Ollama exposes an OpenAI-compatible API on http://localhost:11434/v1/; point any OpenAI SDK at that base URL with model name qwen3:8b.

Method 2 — vLLM (production serving)

vLLM 0.9+ added a dedicated qwen3 reasoning parser. This is the right choice when you need batch throughput, paged-attention KV reuse, multi-GPU tensor parallelism, or OpenAI-compatible streaming for many concurrent users.

python3 -m venv ~/.venvs/qwen3 && source ~/.venvs/qwen3/bin/activate
pip install -U "vllm>=0.9.0"
vllm serve Qwen/Qwen3-8B \
  --enable-reasoning \
  --reasoning-parser qwen3 \
  --max-model-len 32768 \
  --gpu-memory-utilization 0.90

For long-context jobs, enable YaRN extrapolation to 131,072 tokens by passing the rope-scaling block in --rope-scaling or editing config.json; do not turn YaRN on for short contexts — it degrades quality below the 32K natural window.
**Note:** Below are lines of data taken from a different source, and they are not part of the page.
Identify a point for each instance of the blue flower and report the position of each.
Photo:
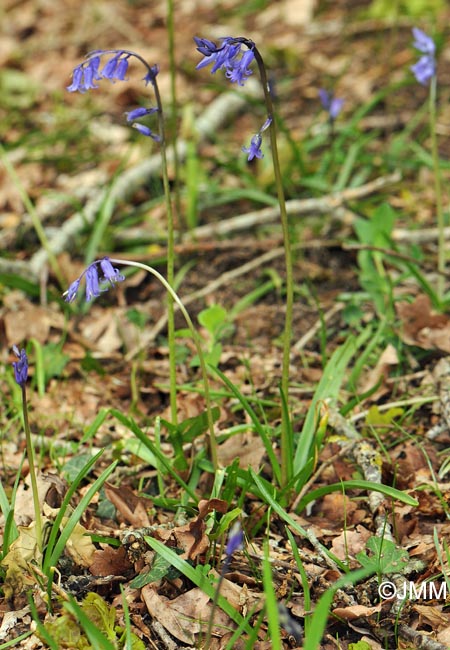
(20, 366)
(333, 105)
(145, 130)
(151, 75)
(423, 42)
(92, 286)
(226, 56)
(84, 76)
(254, 150)
(139, 112)
(92, 279)
(239, 72)
(109, 272)
(425, 68)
Multi-GPU tensor parallel example:

vllm serve Qwen/Qwen3-8B \
  --tensor-parallel-size 2 \
  --enable-reasoning --reasoning-parser qwen3 \
  --quantization fp8 \
  --max-model-len 65536

Sample call:

curl -s http://localhost:8000/v1/chat/completions \
  -H "Content-Type: application/json" \
  -d '{
    "model": "Qwen/Qwen3-8B",
    "messages": [{"role":"user","content":"Plan a 3-step refactor of a Django ORM query."}],
    "temperature": 0.6, "top_p": 0.95, "top_k": 20
  }'

Method 3 — Hugging Face Transformers (research / fine-tune)

Use this when you need full control of generation, custom tool-calling logic, or you're doing LoRA / QLoRA fine-tuning. Requires transformers ≥ 4.51.0.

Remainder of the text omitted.